Panel 2
The more-than-human politics of urban inequalities
Organizers: Rivke Jaffe (1); Francesca Pilo' (2)
1: University of Amsterdam, The Netherlands; 2: Utrecht University, The Netherlands
Topics: Sociomaterialities of conflict and peace; Postcolonial technoscientific futures; Sociotechnologies of (in)secure worlds to come; Right to and sociotechnical imaginaries of the city; Extractivist powers, imaginaries and asymmetries
Keywords: more-than-human politics; urban inequalities; power relations; cities; socio-technical transformations; inter-species relations
Cities emerge not only through relations between humans but also through their interactions with a range of non-human entities: from biophysical flows and animals to infrastructures and technological devices. These entities play a crucial intermediary role in producing and/or mitigating forms of urban inequality: socio-technical change, natural disasters and animal-human interactions, for instance, affect different urban populations in distinct ways. This panel seeks to further scholarship on urban inequalities through a more-than-human perspective that emphasizes the political role of non-human entities in mediating urban power relations and distributions of risks and resources, in different domains ranging from security and public health to energy and transportation.
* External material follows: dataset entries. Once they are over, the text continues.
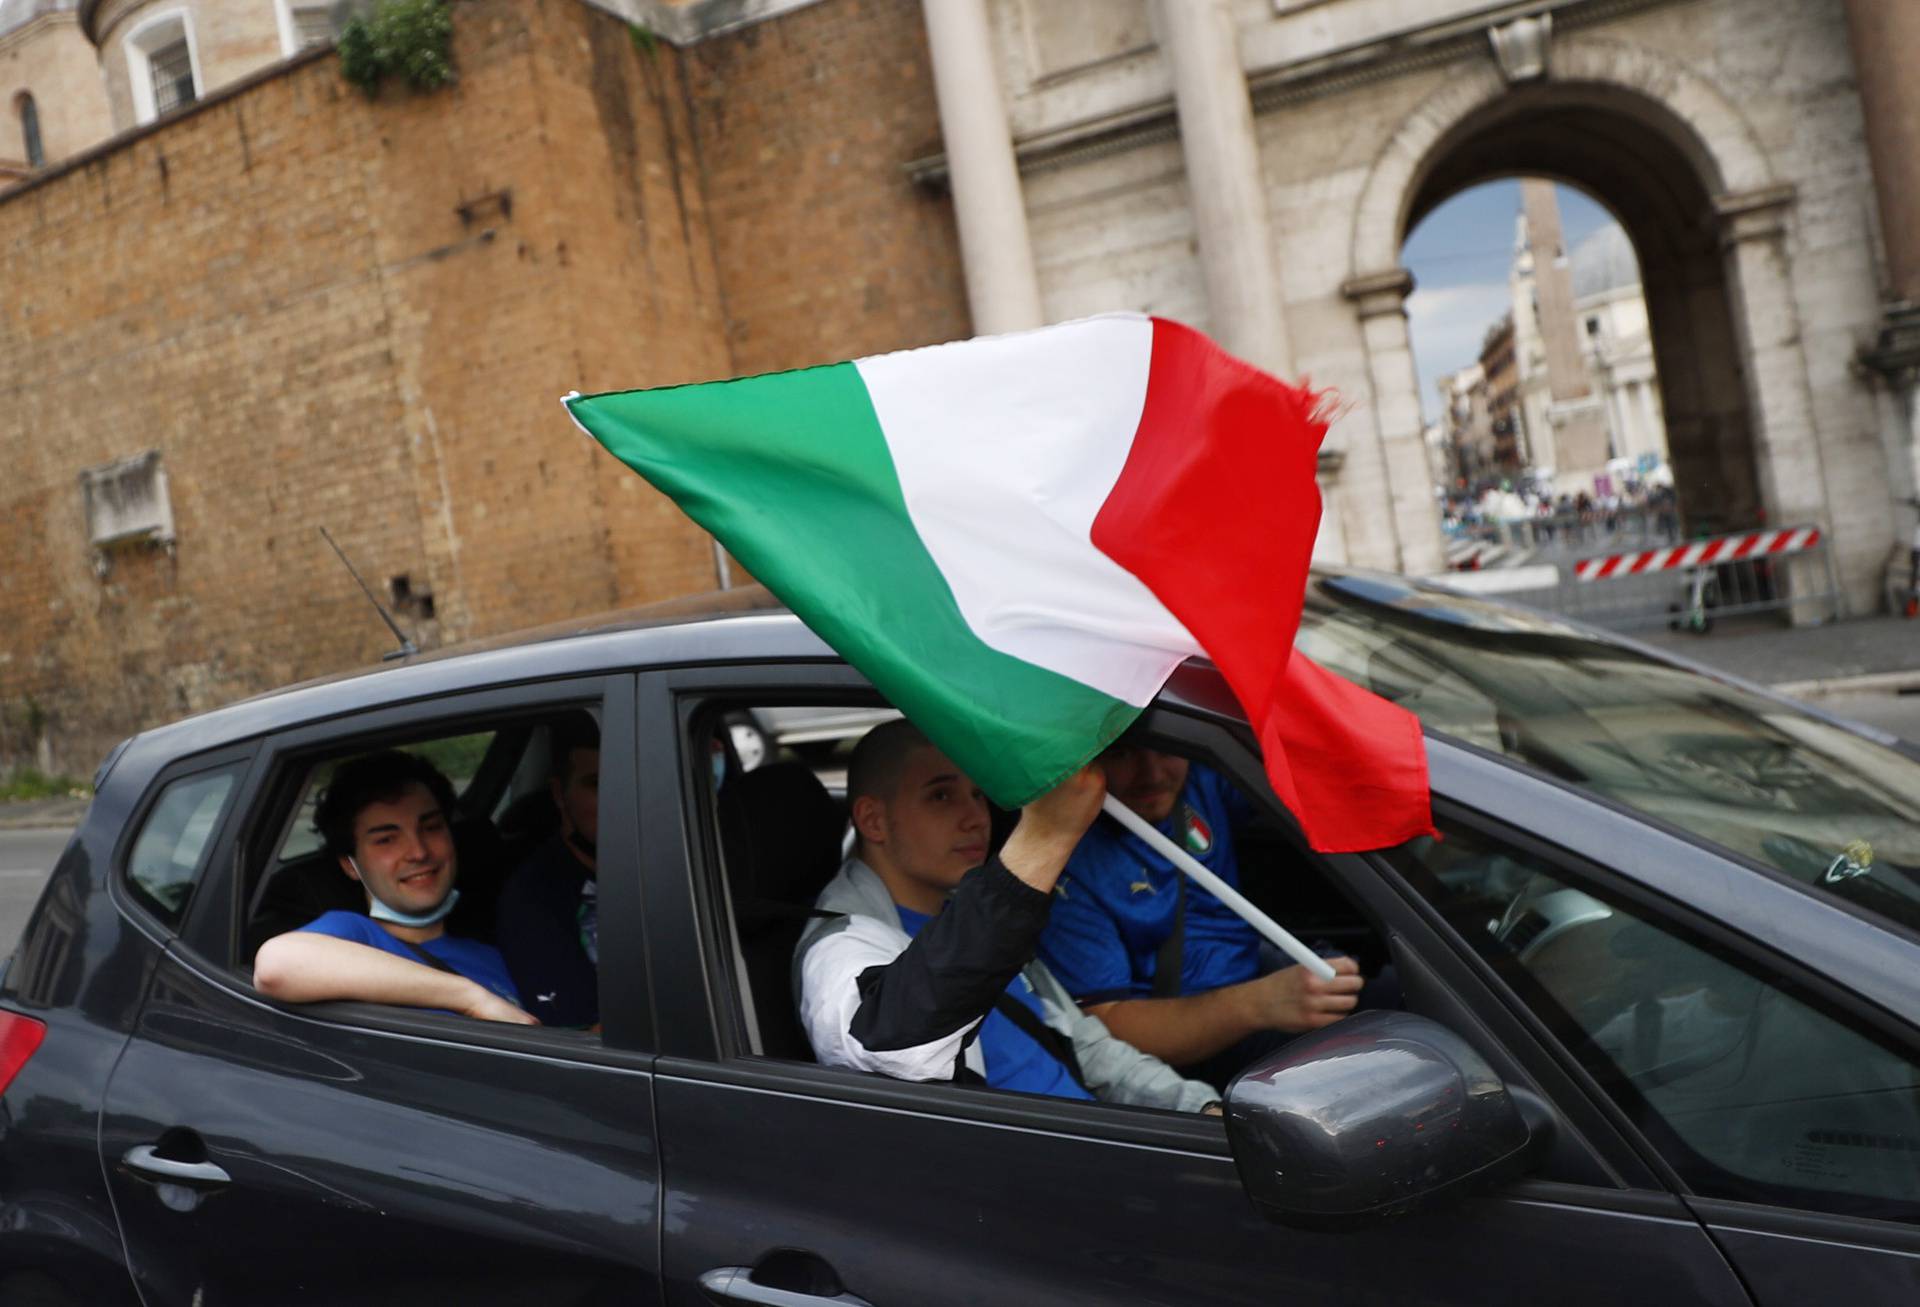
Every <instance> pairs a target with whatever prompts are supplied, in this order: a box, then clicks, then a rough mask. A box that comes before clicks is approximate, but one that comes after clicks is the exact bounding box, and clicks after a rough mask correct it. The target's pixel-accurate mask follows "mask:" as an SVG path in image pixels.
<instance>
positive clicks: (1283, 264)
mask: <svg viewBox="0 0 1920 1307" xmlns="http://www.w3.org/2000/svg"><path fill="white" fill-rule="evenodd" d="M0 6H4V8H0V13H4V15H6V23H8V27H4V29H0V71H4V75H6V77H8V79H10V81H8V83H6V96H8V113H10V117H6V119H4V129H0V131H4V134H0V159H6V161H8V163H6V167H8V169H12V175H19V173H27V175H29V177H25V178H23V180H17V182H13V184H12V188H10V190H6V192H4V194H0V388H4V390H0V457H4V459H6V461H8V466H10V482H8V486H6V487H4V489H0V534H4V539H6V551H8V557H10V562H12V566H10V568H6V570H4V572H0V628H4V630H8V635H6V641H8V643H6V645H4V647H0V729H12V731H13V735H19V731H21V729H25V727H21V725H19V724H21V722H29V724H40V725H38V729H40V731H42V733H44V731H48V729H56V731H58V733H60V739H63V741H69V743H67V745H63V747H67V749H71V750H73V754H77V756H73V758H71V762H67V766H73V768H75V770H84V766H90V764H92V760H94V756H92V754H94V750H98V747H100V745H102V743H104V741H108V739H109V737H113V735H117V733H123V731H127V729H132V727H136V725H142V724H146V722H154V720H161V718H169V716H177V714H179V712H180V710H184V708H198V706H205V704H211V702H217V701H221V699H230V697H234V695H242V693H252V691H257V689H265V687H269V685H275V683H280V681H284V679H292V677H301V676H311V674H319V672H328V670H334V668H344V666H351V664H361V662H367V660H369V658H371V656H372V654H376V653H378V651H380V647H382V645H380V631H378V628H376V626H374V624H372V618H371V614H367V612H365V610H363V608H361V605H363V601H359V599H357V593H355V591H351V589H349V587H348V585H346V582H344V576H342V574H340V572H338V564H336V562H334V560H332V558H330V555H328V553H324V545H323V543H321V541H319V537H317V528H319V526H323V524H324V526H328V528H330V530H332V532H334V534H336V535H338V537H340V539H342V545H344V547H346V549H348V553H349V555H353V557H355V558H357V560H359V562H361V564H363V568H365V570H367V572H369V574H371V576H372V578H374V582H376V583H378V585H380V587H384V589H386V591H388V595H390V597H392V599H394V601H396V603H397V605H399V606H401V608H403V614H401V616H403V622H411V624H413V626H415V628H417V630H419V631H420V637H422V643H436V641H445V639H461V637H470V635H488V633H493V631H501V630H509V628H513V626H526V624H530V622H543V620H555V618H568V616H572V614H580V612H586V610H591V608H603V606H609V605H622V603H632V601H637V599H651V597H660V595H672V593H685V591H689V589H707V587H710V585H712V583H714V582H716V580H720V578H722V576H724V568H722V562H724V560H716V558H714V555H712V547H710V541H707V539H705V537H703V535H701V534H699V532H697V530H693V528H691V526H687V524H685V520H684V518H680V516H678V514H676V512H674V511H672V509H670V507H668V505H666V503H664V501H660V499H659V497H655V495H651V491H647V489H645V487H643V486H639V484H637V482H634V478H630V476H628V474H624V472H620V474H614V470H611V468H609V461H605V459H595V457H593V453H591V449H588V447H586V445H584V443H582V441H580V438H578V436H574V434H572V432H570V430H568V428H566V426H564V422H561V420H559V411H557V405H555V399H557V397H559V393H563V392H566V390H570V388H580V390H597V388H612V386H637V384H657V382H684V380H697V378H710V376H724V374H730V372H755V370H766V368H778V367H795V365H804V363H820V361H828V359H843V357H854V355H860V353H872V351H881V349H895V347H908V345H920V344H929V342H935V340H948V338H956V336H966V334H970V332H993V330H1016V328H1021V326H1035V324H1041V322H1046V321H1058V319H1069V317H1077V315H1085V313H1098V311H1110V309H1144V311H1152V313H1162V315H1169V317H1177V319H1183V321H1188V322H1192V324H1196V326H1200V328H1204V330H1208V332H1212V334H1213V336H1215V338H1219V340H1221V342H1223V344H1227V345H1229V347H1231V349H1235V351H1236V353H1240V355H1244V357H1248V359H1254V361H1256V363H1261V365H1265V367H1269V368H1273V370H1279V372H1284V374H1294V376H1308V378H1311V380H1313V382H1315V384H1319V386H1331V388H1332V390H1336V392H1338V393H1340V397H1342V401H1344V403H1342V409H1340V418H1338V420H1336V422H1334V426H1332V430H1331V434H1329V440H1327V447H1325V451H1323V457H1321V484H1323V489H1325V505H1327V507H1325V516H1323V524H1321V537H1319V553H1321V555H1323V557H1327V558H1342V560H1350V562H1356V564H1367V566H1380V568H1396V570H1407V572H1436V570H1440V566H1442V549H1440V534H1438V511H1436V503H1434V497H1432V487H1430V472H1428V464H1427V447H1425V440H1423V428H1421V405H1419V395H1417V380H1415V368H1413V357H1411V345H1409V338H1407V321H1405V311H1404V301H1405V296H1407V292H1409V290H1411V278H1409V276H1407V273H1405V271H1404V269H1402V265H1400V248H1402V242H1404V238H1405V234H1407V232H1409V230H1411V228H1413V226H1415V225H1417V223H1419V219H1421V217H1423V215H1425V213H1428V211H1430V209H1432V207H1434V205H1438V203H1442V202H1444V200H1446V198H1450V196H1453V194H1457V192H1459V190H1465V188H1467V186H1473V184H1478V182H1482V180H1490V178H1496V177H1515V175H1532V177H1555V178H1563V180H1567V182H1571V184H1576V186H1580V188H1584V190H1586V192H1588V194H1592V196H1596V198H1597V200H1599V202H1603V203H1605V205H1607V207H1609V209H1613V213H1617V215H1619V219H1620V223H1622V228H1624V232H1626V236H1628V240H1630V242H1632V246H1634V251H1636V253H1638V263H1640V273H1642V288H1644V305H1645V317H1647V338H1649V345H1647V347H1649V349H1651V357H1653V367H1651V370H1649V376H1651V378H1655V380H1657V386H1659V405H1657V415H1659V418H1661V424H1663V430H1665V434H1667V443H1668V451H1670V464H1672V470H1674V480H1676V486H1678V491H1680V501H1682V507H1684V509H1686V511H1688V512H1699V514H1709V512H1711V514H1716V516H1718V520H1724V522H1726V524H1732V526H1741V524H1749V522H1753V520H1761V518H1764V520H1768V522H1772V524H1795V522H1818V524H1820V526H1822V528H1826V532H1828V539H1830V541H1832V545H1834V558H1836V566H1837V574H1839V580H1841V585H1843V589H1845V595H1847V601H1849V606H1851V608H1853V610H1855V612H1862V610H1868V608H1872V605H1874V603H1878V595H1880V576H1882V570H1884V566H1885V562H1887V558H1889V555H1891V553H1893V549H1895V547H1905V539H1907V534H1908V530H1910V524H1912V516H1910V511H1908V509H1905V507H1903V501H1905V499H1907V497H1908V495H1912V493H1914V449H1916V441H1914V426H1916V407H1914V403H1912V386H1914V372H1916V367H1920V307H1914V305H1920V221H1916V219H1914V213H1912V209H1914V205H1920V142H1916V140H1914V138H1912V136H1914V131H1916V129H1914V127H1912V125H1914V123H1916V121H1920V115H1916V109H1914V102H1916V96H1920V86H1914V79H1912V77H1910V75H1908V73H1907V69H1905V54H1907V52H1910V50H1912V48H1920V6H1912V4H1885V2H1884V0H1532V2H1528V4H1515V2H1513V0H925V4H924V6H922V8H914V6H908V4H902V2H899V0H684V2H678V4H676V2H666V0H593V4H586V2H584V0H541V2H511V0H468V2H463V4H457V6H453V15H455V59H457V65H459V83H457V84H455V86H451V88H447V90H444V92H436V94H424V96H415V94H409V92H405V90H397V88H390V90H386V92H382V94H380V96H378V98H374V100H371V102H369V100H367V98H365V96H361V94H359V92H355V90H351V88H348V86H346V84H344V81H342V79H340V71H338V63H336V59H334V58H332V56H328V54H326V52H324V48H321V50H313V52H307V54H301V52H300V50H301V44H303V42H305V40H307V35H311V33H313V31H315V19H313V15H311V13H305V12H301V6H296V4H284V2H282V0H84V2H83V4H79V6H67V4H61V2H60V0H31V2H27V4H23V0H0ZM21 19H23V21H21ZM75 42H81V46H84V50H86V52H88V58H90V67H88V65H84V63H75V61H73V52H75V50H79V48H81V46H77V44H75ZM29 44H33V48H35V50H38V54H35V56H33V58H29V59H25V63H21V59H19V58H17V56H19V52H21V50H25V48H27V46H29ZM56 46H58V50H56ZM56 65H58V67H56ZM77 69H79V71H77ZM83 71H84V73H88V75H90V77H92V98H88V96H86V94H83V92H79V90H75V92H73V94H67V92H58V94H56V90H50V88H52V86H56V84H60V83H61V79H65V81H69V83H73V84H84V83H86V77H83V75H81V73H83ZM23 79H25V81H23ZM21 90H25V92H27V94H29V96H31V98H33V117H35V119H36V125H38V132H40V157H42V161H40V163H31V161H29V157H27V155H29V154H31V152H29V150H27V132H25V127H23V125H25V121H27V119H25V117H23V115H21V104H19V102H17V96H19V92H21ZM88 104H90V107H84V106H88ZM1862 106H1864V107H1862ZM69 111H71V113H73V115H75V117H73V121H75V123H81V125H79V127H73V129H69V127H58V129H56V119H60V121H67V119H61V117H60V115H65V113H69ZM1561 265H1563V261H1561V259H1555V267H1561ZM1561 271H1563V273H1565V269H1563V267H1561ZM1536 273H1538V269H1536ZM1567 299H1569V303H1567V311H1569V313H1574V299H1576V296H1574V286H1572V284H1571V280H1569V284H1567ZM1515 332H1517V334H1519V332H1521V324H1515ZM1609 359H1611V355H1607V357H1601V355H1599V353H1596V351H1592V349H1588V345H1584V344H1582V342H1578V340H1576V342H1574V363H1576V365H1578V367H1569V368H1561V372H1563V374H1567V376H1571V378H1576V374H1578V372H1584V370H1586V368H1588V367H1592V368H1601V367H1603V365H1605V367H1611V361H1609ZM1515 367H1517V365H1515ZM1551 372H1553V368H1549V399H1551V403H1555V405H1561V409H1563V416H1578V415H1580V413H1586V415H1590V416H1582V418H1580V420H1578V422H1561V424H1559V426H1557V428H1555V432H1553V438H1555V459H1557V461H1559V463H1567V464H1574V463H1588V461H1592V455H1594V447H1596V445H1597V449H1599V451H1601V455H1603V453H1605V449H1607V440H1609V436H1607V416H1605V415H1607V413H1609V403H1607V397H1605V395H1603V393H1596V388H1594V382H1592V378H1590V380H1588V390H1586V392H1584V393H1574V390H1563V388H1559V386H1557V384H1553V382H1551ZM1574 386H1576V380H1569V388H1574ZM1582 399H1586V401H1590V403H1586V405H1584V407H1582V405H1580V403H1578V401H1582ZM1519 409H1521V413H1523V422H1524V420H1526V418H1524V411H1526V399H1524V395H1523V397H1521V401H1519ZM1534 443H1536V445H1538V440H1536V441H1534ZM1532 457H1536V459H1538V457H1540V449H1538V447H1536V449H1532ZM6 724H13V725H12V727H10V725H6ZM48 724H52V725H48ZM10 739H12V737H8V735H0V754H8V752H10V750H12V752H17V745H10Z"/></svg>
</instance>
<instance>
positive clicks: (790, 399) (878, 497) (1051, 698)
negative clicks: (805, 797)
mask: <svg viewBox="0 0 1920 1307" xmlns="http://www.w3.org/2000/svg"><path fill="white" fill-rule="evenodd" d="M568 407H570V411H572V415H574V418H576V420H578V422H580V424H582V426H584V428H586V430H588V432H589V434H591V436H593V438H595V440H599V441H601V443H603V445H605V447H607V449H609V451H611V453H612V455H614V457H616V459H620V461H622V463H626V464H628V466H630V468H634V470H636V472H639V474H641V476H643V478H647V480H649V482H653V484H655V486H657V487H660V489H662V491H666V493H668V495H670V497H672V499H674V501H676V503H678V505H680V507H682V511H685V512H687V516H691V518H693V520H695V522H699V524H701V526H705V528H707V530H708V532H712V534H714V537H718V539H720V543H722V545H726V547H728V549H730V551H732V553H733V557H735V558H739V560H741V562H743V564H747V570H751V572H753V574H755V578H758V580H760V582H762V583H766V587H768V589H772V591H774V593H776V595H780V599H781V601H785V603H787V606H791V608H793V610H795V612H797V614H799V616H801V620H803V622H806V626H810V628H812V630H814V631H816V633H818V635H820V637H822V639H826V641H828V643H829V645H831V647H833V649H837V651H841V653H843V654H845V656H847V660H849V662H852V664H854V666H856V668H860V672H864V674H866V676H868V679H872V681H874V685H876V687H877V689H879V691H881V693H883V695H885V697H887V699H889V701H891V702H893V706H897V708H899V710H900V712H904V714H906V716H908V718H910V720H912V722H914V724H916V725H920V727H922V729H924V731H927V733H929V735H933V737H935V739H939V741H941V743H943V745H945V747H947V752H948V756H950V758H952V760H954V762H956V764H958V766H960V768H962V770H964V772H966V773H968V775H972V777H973V781H975V783H979V787H981V789H985V791H987V795H989V796H991V798H993V800H995V802H998V804H1002V806H1006V808H1018V806H1020V804H1023V802H1027V800H1029V798H1033V796H1037V795H1041V793H1044V791H1046V789H1050V787H1052V785H1054V783H1058V781H1060V779H1062V777H1066V775H1068V773H1071V772H1073V770H1075V768H1079V766H1081V764H1083V762H1087V760H1089V758H1091V756H1092V754H1096V752H1098V750H1100V749H1104V747H1106V745H1108V743H1110V741H1114V739H1116V737H1117V735H1119V733H1121V731H1123V729H1125V727H1127V725H1129V724H1131V722H1133V718H1135V716H1139V710H1137V708H1133V706H1129V704H1125V702H1121V701H1119V699H1114V697H1110V695H1104V693H1100V691H1096V689H1092V687H1089V685H1083V683H1079V681H1073V679H1069V677H1066V676H1060V674H1058V672H1048V670H1044V668H1039V666H1035V664H1031V662H1023V660H1021V658H1014V656H1008V654H1002V653H998V651H996V649H991V647H987V645H985V643H983V641H981V639H979V637H977V635H975V633H973V630H972V628H970V626H968V624H966V620H964V618H962V614H960V606H958V605H956V603H954V597H952V589H950V587H948V583H947V578H945V576H943V574H941V570H939V566H937V564H935V562H933V557H931V555H929V553H927V549H925V545H924V543H922V541H920V535H918V532H916V530H914V524H912V518H910V514H908V511H906V501H904V497H902V493H900V482H899V478H897V474H895V466H893V457H891V453H889V451H887V440H885V434H883V432H881V426H879V418H877V416H876V415H874V403H872V401H870V397H868V393H866V386H864V384H862V380H860V372H858V368H856V367H854V365H851V363H839V365H833V367H820V368H804V370H799V372H776V374H770V376H751V378H741V380H733V382H718V384H705V386H678V388H668V390H637V392H620V393H611V395H588V397H580V399H572V401H570V403H568ZM981 724H991V725H989V727H987V729H983V727H981ZM1089 741H1092V745H1091V747H1089Z"/></svg>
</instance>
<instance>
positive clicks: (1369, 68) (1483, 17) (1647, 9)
mask: <svg viewBox="0 0 1920 1307" xmlns="http://www.w3.org/2000/svg"><path fill="white" fill-rule="evenodd" d="M1688 2H1690V0H1509V4H1501V6H1500V8H1492V10H1486V12H1482V13H1475V15H1471V17H1465V19H1448V21H1442V23H1432V25H1428V27H1421V29H1415V31H1409V33H1396V35H1394V36H1388V38H1377V40H1365V42H1359V44H1354V46H1348V48H1342V50H1332V52H1329V54H1323V56H1315V58H1311V59H1302V61H1298V63H1286V65H1283V67H1269V69H1256V71H1250V73H1248V75H1246V88H1248V94H1250V96H1252V100H1254V113H1256V115H1260V113H1265V111H1269V109H1279V107H1283V106H1290V104H1302V102H1308V100H1317V98H1321V96H1336V94H1342V92H1348V90H1354V88H1357V86H1365V84H1369V83H1377V81H1386V79H1392V77H1405V75H1407V73H1419V71H1425V69H1430V67H1442V65H1448V63H1459V61H1461V59H1469V58H1484V59H1492V58H1494V52H1492V48H1490V44H1488V31H1490V29H1494V27H1498V25H1501V23H1509V21H1513V19H1517V17H1532V15H1540V13H1551V15H1553V29H1555V33H1571V31H1578V29H1582V27H1594V25H1597V23H1607V21H1613V19H1617V17H1624V15H1628V13H1636V12H1640V10H1653V8H1661V6H1670V4H1688ZM1179 134H1181V129H1179V119H1177V115H1175V111H1173V98H1171V96H1165V98H1162V100H1156V102H1152V104H1142V106H1135V107H1129V109H1119V111H1116V113H1104V115H1100V117H1092V119H1083V121H1079V123H1068V125H1062V127H1054V129H1046V131H1043V132H1035V134H1033V136H1027V138H1025V140H1018V142H1014V159H1016V163H1018V165H1020V171H1021V173H1050V171H1058V169H1066V167H1075V165H1081V163H1092V161H1094V159H1104V157H1108V155H1114V154H1121V152H1125V150H1139V148H1142V146H1154V144H1164V142H1167V140H1179ZM902 169H904V171H906V177H908V180H912V182H916V184H920V186H927V188H945V186H947V155H945V152H943V154H929V155H922V157H918V159H908V161H906V163H904V165H902Z"/></svg>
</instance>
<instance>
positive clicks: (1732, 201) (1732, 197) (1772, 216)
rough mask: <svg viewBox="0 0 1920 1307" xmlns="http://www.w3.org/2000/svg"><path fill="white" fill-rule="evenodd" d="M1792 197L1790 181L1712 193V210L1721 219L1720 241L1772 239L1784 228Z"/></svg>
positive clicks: (1725, 243)
mask: <svg viewBox="0 0 1920 1307" xmlns="http://www.w3.org/2000/svg"><path fill="white" fill-rule="evenodd" d="M1795 198H1797V192H1795V190H1793V186H1791V182H1782V184H1778V186H1766V188H1763V190H1741V192H1736V194H1732V196H1715V202H1713V213H1715V217H1718V219H1720V244H1722V246H1738V244H1740V242H1745V240H1772V238H1774V236H1778V234H1780V232H1782V230H1786V217H1788V209H1791V207H1793V202H1795Z"/></svg>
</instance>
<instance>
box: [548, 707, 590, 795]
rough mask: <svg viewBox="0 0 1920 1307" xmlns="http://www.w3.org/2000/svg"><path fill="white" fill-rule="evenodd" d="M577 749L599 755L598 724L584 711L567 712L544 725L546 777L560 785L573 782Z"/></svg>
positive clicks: (570, 711) (589, 713)
mask: <svg viewBox="0 0 1920 1307" xmlns="http://www.w3.org/2000/svg"><path fill="white" fill-rule="evenodd" d="M576 749H586V750H591V752H599V722H595V720H593V714H591V712H588V710H586V708H570V710H568V712H563V714H561V716H557V718H553V722H549V724H547V773H549V775H551V777H553V779H555V781H559V783H561V785H566V781H570V779H574V777H572V766H574V750H576Z"/></svg>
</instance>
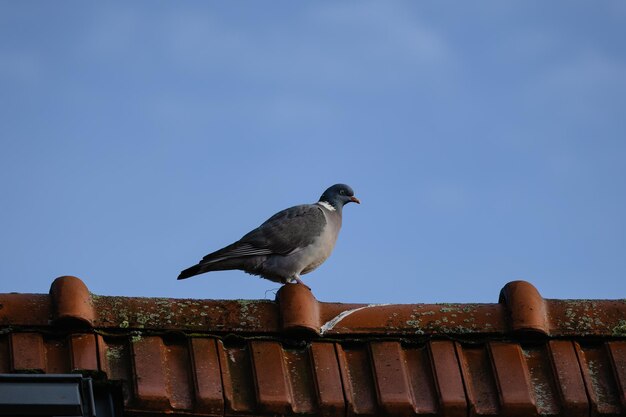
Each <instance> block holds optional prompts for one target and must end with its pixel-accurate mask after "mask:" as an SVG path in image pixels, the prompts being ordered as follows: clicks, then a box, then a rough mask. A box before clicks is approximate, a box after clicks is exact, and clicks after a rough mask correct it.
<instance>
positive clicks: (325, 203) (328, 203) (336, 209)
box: [317, 201, 337, 211]
mask: <svg viewBox="0 0 626 417" xmlns="http://www.w3.org/2000/svg"><path fill="white" fill-rule="evenodd" d="M317 204H319V205H320V206H322V207H324V208H325V209H326V210H328V211H336V210H337V209H336V208H334V207H333V205H332V204H330V203H329V202H328V201H318V202H317Z"/></svg>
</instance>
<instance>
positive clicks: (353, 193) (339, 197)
mask: <svg viewBox="0 0 626 417" xmlns="http://www.w3.org/2000/svg"><path fill="white" fill-rule="evenodd" d="M320 201H324V202H326V203H329V204H331V205H332V206H333V207H335V208H337V209H341V208H342V207H343V206H344V205H346V204H348V203H357V204H361V202H360V201H359V199H358V198H356V197H355V196H354V191H352V188H350V186H349V185H346V184H335V185H333V186H332V187H330V188H328V189H327V190H326V191H324V194H322V196H321V197H320Z"/></svg>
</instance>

Connecting insights from science and technology studies (STS) and urban political ecology, the panel welcomes empirical case studies focusing on specific socio-technical transformations or inter-species relations that shed new light on the formation of urban inequalities. We approach urban inequalities as a political outcome emerging from the relations between human and non-human entities that have distinct if sometimes overlapping interests. What is the role of specific technologies, construction materials, animals, or viruses in forming inclusionary/exclusionary socio-technical imaginaries, solidarities, and political mobilizations? How do they feature in the everyday negotiation and imagination of current and future urban socio-political orders? How are the interests of different urban populations exacerbated or mitigated through the specific material-technological or biological affordances of such non-human actants? We invite papers that address these questions ethnographically and seek to include cases from cities across the world in order to diversify the geographies through which we theorize more-than-human politics of urban inequalities.